It's very hot here in Seattle, & somehow iced tea and the fan running on high just isn't cutting it. Sad to say, I'm a weary zombie from lack of sleep. Nevertheless, I thought I'd note that a certain perennial subject came up last night at Kelley Eskridge’s reading at the Science Fiction Museum. Kelley read an excerpt from her story "Alien Jane" (which closes Dangerous Space) and longer excerpts from the new title novella, "Dangerous Space." She took care to leave about half an hour for the Q&A typical of Clarion West readings, during which she fielded a wide variety of questions about her work. Among these included a request that Kelley explain how “Alien Jane,” a story without any fantasy or science fiction elements, came to be included in a collection labeled “science fiction” and whether she had had any problem getting it published originally in genre publications.
Kelley began her response with a review of the story’s genre history. In sum: "Alien Jane" debuted in the first issue of the prestigious, beautifully produced Century edited by Robert K.J.Killheffer; it was a finalist for the Nebula award and won the Astrea Award (for lesbian literary fiction); it was reprinted in Nebula Awards 31 (ed. Pamela Sargent); and finally, the SF Channel then based an episode of Welcome to Paradox on the story. The story, Kelley noted, was treated within the genre as sf, and that was all that mattered. The label is just a label. She’s happy to have the label of being an sf writer (and herself chooses to call her work “speculative fiction”), but she doesn’t care about definitions.

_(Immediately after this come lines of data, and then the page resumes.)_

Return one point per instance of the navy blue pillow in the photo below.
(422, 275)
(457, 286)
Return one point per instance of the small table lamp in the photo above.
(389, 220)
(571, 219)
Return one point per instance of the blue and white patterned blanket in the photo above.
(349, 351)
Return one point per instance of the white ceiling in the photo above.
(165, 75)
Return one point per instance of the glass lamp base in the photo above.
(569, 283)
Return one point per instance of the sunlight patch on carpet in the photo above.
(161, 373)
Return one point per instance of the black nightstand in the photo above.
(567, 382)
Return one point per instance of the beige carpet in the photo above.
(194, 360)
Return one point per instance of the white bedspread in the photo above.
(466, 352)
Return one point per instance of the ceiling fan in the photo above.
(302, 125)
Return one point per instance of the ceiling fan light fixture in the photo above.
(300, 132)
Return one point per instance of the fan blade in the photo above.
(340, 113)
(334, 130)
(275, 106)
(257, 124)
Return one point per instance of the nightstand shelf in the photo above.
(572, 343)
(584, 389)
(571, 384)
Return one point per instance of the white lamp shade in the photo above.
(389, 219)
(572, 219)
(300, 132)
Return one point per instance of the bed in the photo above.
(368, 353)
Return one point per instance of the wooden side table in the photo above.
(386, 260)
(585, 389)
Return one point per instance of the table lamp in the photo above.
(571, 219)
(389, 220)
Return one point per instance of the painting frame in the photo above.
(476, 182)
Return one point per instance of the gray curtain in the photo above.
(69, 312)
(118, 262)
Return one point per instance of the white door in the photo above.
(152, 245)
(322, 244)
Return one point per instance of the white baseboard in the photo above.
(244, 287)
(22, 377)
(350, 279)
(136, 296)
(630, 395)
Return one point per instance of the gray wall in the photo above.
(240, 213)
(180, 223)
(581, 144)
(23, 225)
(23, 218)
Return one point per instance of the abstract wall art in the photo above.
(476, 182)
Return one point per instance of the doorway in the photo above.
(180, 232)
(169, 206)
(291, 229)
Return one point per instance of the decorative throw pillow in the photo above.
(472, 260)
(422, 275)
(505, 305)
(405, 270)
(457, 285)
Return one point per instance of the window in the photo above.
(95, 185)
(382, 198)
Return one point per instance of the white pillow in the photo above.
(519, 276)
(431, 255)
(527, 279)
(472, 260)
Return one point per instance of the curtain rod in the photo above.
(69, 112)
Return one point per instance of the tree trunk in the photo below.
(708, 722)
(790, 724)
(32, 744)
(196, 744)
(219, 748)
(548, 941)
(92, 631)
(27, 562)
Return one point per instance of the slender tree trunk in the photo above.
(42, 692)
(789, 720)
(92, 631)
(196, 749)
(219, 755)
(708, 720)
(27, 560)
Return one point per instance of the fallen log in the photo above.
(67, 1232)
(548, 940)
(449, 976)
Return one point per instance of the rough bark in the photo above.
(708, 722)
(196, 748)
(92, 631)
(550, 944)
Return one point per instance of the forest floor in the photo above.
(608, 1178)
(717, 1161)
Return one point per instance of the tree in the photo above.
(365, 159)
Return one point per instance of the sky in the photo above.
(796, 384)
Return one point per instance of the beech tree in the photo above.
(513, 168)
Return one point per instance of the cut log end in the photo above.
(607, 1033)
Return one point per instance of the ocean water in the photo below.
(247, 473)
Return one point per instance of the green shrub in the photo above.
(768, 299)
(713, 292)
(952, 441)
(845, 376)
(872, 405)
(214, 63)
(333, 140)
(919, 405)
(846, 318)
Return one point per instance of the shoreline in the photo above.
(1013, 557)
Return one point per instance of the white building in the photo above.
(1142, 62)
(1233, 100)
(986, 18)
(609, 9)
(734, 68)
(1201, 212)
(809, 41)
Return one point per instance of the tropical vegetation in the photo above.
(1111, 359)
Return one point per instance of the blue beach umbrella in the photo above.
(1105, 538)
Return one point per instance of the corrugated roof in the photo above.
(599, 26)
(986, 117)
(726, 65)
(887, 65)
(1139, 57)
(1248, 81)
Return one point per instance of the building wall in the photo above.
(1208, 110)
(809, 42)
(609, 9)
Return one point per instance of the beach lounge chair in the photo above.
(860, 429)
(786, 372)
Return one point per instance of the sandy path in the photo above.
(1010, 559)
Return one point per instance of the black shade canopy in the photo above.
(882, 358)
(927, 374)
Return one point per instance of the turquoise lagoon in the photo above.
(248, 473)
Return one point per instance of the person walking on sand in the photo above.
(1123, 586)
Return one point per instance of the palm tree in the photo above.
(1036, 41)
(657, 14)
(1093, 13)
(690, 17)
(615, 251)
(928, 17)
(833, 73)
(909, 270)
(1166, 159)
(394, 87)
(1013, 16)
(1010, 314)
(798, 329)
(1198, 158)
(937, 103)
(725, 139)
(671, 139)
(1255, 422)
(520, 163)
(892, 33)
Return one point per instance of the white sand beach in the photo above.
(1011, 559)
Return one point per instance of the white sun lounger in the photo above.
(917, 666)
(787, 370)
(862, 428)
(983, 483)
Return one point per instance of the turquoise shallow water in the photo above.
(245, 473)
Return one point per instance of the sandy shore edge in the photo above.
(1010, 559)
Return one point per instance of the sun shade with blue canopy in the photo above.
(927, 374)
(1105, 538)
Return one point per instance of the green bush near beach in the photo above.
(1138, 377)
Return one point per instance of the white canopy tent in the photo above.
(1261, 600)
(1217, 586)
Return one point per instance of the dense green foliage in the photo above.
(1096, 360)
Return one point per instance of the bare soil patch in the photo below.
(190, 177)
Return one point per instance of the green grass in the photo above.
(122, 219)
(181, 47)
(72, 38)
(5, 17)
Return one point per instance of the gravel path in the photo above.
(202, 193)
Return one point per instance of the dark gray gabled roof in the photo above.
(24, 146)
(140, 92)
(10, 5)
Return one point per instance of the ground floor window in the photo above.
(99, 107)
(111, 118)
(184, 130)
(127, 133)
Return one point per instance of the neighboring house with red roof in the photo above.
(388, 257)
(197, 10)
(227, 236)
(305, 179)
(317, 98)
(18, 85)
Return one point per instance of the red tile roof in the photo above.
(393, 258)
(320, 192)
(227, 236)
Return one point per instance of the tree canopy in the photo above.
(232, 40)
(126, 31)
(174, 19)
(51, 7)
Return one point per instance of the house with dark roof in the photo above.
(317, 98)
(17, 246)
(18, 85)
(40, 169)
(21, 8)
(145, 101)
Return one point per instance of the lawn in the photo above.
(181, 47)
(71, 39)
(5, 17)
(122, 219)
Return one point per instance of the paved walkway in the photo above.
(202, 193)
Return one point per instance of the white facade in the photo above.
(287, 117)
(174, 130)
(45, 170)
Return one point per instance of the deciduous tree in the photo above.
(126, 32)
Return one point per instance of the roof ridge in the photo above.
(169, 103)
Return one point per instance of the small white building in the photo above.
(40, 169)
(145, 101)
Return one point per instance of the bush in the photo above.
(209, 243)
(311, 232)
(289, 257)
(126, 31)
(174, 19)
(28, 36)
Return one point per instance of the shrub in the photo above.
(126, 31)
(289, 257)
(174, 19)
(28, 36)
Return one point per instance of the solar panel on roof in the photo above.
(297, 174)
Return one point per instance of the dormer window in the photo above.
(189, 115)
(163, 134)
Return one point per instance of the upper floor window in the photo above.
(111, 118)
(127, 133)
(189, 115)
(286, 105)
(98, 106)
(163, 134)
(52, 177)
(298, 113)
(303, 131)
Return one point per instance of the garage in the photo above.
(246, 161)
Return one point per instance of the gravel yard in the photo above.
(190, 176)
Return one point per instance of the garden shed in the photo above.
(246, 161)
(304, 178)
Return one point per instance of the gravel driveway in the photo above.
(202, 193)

On reflection, I think “Alien Jane” offers a good example for the argument that sf is not identifiable through a set of definable parameters but is, simply, what people who edit sf choose to publish and what people who read sf choose to read. “Alien Jane” is, in fact, less “speculative” than Karen Joy Fowler’s “What I Didn’t See.” For some reason, this didn’t provoke the sf Border Police back in the mid-1990s the way Karen’s story did in 2002. And for some reason, the SF Channel made it into a television drama. I could, I believe, make a comparable argument about “Alien Jane” to the one I made about “What I Didn’t See” in “Something Rich and Strange: Reading Karen Joy Fowler’s `What I Didn’t See’.” “Alien Jane,” like most of the stories in Dangerous Space, is in conversation with feminist sf. Like “What I Didn’t See,” most of Kelley’s stories can be read with pleasure as literary fiction: but how much richer and deeper they are for those engaged in the conversation of feminist sf!